Kenfu Hailu (Note: Kenfu Hailu is also spelled in various sources as Kenfu Haylu, Kinfu Haylu) (born ca. 1800 – 1839 in Fenja) was one of the figures of the Zemene Mesafint era. He was the older half brother of Emperor Tewodros II, who came of age at his court. Kenfu is remembered for his victory over the Ottoman invaders in 1837.

==Biography==
===Background===
Kenfu was the oldest son of Amhara noblemen Hailu Wolde Giorgis, the governor of Qwara by Woizero Walatta Tekle. His mother, Walatta Tekle was the niece of Maru of Dembiya, a powerful dejazmach ruling over large swath of territories in north-west Ethiopia known as Maru Qemas.

Maru Qemas covered the territories of Dembiya, Qwara and parts of Gojjam. Before Maru, the area was governed by dejazmach Wolde Giyorgis, the father of Hailu Wolde Giyorgis, and grandfather of Kenfu.

Kenfu's had two known siblings mentioned by the sources. A full brother by the name of Gebru Hailu, and his much younger paternal half brother, Kassa Hailu, later to be enthroned as Tewodros II, one of Ethiopia's most iconic Emperors.

===Rise to power===
In 1827, following the death of Maru, his uncle. Kenfu inherited his dominion of Maru Qemas, which he ruled from Fenja in Dembiya. In the early 1830s, Kenfu was frequently allied with Dori Gugsa, or with the rising Wube Haile Maryam during conflicts. His former ally, Dori, feared Kenfu's growing popularity, and threw him in chains. Kenfu was later freed after Dori's death a few months later.

===Conflict with Ottoman Egypt===

In April 1837, the Ottomans invaded Ethiopian territory. Kenfu and his forces engaged this threat on April 22, 1837, and defeated the Ottomans at the Battle of Wadkaltabu. His fame soared after this event, and numerous Qene were composed celebrating his victory.

Dejazmach Kenfu preserved the country in peace against oppressors and robbers.
He cut off the hands of brigands and thieves.

So the country he ruled could rest quiet from the violence of the soldiery; rich and poor rejoiced in his rule.
In his day was abundance and famine ceased.
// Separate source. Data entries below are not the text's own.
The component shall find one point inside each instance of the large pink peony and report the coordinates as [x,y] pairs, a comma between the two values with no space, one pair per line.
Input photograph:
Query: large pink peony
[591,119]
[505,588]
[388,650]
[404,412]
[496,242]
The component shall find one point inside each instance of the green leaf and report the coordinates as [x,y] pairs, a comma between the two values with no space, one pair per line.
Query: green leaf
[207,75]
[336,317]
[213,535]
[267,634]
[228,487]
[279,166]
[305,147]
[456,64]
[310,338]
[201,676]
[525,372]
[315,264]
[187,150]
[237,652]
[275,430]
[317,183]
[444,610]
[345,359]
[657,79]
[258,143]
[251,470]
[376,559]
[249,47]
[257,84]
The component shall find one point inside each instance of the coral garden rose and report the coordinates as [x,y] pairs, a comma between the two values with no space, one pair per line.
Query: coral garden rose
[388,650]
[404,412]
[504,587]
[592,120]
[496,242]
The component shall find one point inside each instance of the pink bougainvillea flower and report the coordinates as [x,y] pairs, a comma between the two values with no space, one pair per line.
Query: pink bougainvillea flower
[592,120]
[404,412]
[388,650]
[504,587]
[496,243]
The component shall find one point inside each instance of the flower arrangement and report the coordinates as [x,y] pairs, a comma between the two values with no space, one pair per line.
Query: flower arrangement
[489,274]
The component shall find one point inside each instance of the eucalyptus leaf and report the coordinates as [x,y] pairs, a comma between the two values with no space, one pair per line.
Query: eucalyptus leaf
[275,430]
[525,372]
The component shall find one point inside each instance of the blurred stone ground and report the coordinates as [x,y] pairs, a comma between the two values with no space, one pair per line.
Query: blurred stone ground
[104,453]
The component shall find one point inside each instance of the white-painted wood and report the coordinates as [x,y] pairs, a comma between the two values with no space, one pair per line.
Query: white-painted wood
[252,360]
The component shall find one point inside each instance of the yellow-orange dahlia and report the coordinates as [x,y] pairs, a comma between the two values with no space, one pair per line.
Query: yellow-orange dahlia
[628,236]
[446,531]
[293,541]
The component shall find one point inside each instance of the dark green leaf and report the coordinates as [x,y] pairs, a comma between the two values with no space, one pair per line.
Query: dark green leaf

In his day it was heard that the Turks had come and encamped at Metemma.
When he heard of this, the whole country was alarmed and all made supplications (for help) with loud lamentation.

Dejazmach Kenfu said 'Have no fear; be not afraid. So long I am not dead, you shall not die.'

— David Mathew

===Kenfu in letters===
In 1838, French traveller Antoine Thomson d'Abbadie carried two letters from Emperor Sahle Dengel to Queen Victoria of Britain, and Louis Philippe of France. Kenfu Hailu is mentioned in the letters as one of the three most powerful lords of Ethiopia, the two others being Ras Ali, and Wube Haile Maryam (with a notable absence of the strongman of Shewa, Negus Sahle Selassie).

==Influence on Tewodros II==
As a child, Kassa Hailu received church education at the convent of Tekla Haymanot, between Gondar and Lake Tana. He managed to escape a massacre that saw his fellow students killed by a defeated Oromo chieftain taking his vengeance on the children of the victors. Kassa fled to his half-brother Kenfu for protection. Kenfu took Kassa into his court as retainer, this being a way to train young members of the nobility in administration, etiquette, justice and politics. Kassa learned to read and write, and became familiar with the Bible and Ethiopian literature.

While with Kenfu, he was also taught the techniques of Ethiopian warfare. Kassa barely escaped with his life, when he joined in the battle against the Ottomans. Kenfu emerged the victor, and this must have left a lasting imprint on the mind of the teenager Kassa.

A Qene celebrating Kenfu was documented in the chronicle of Emperor Tewodros II.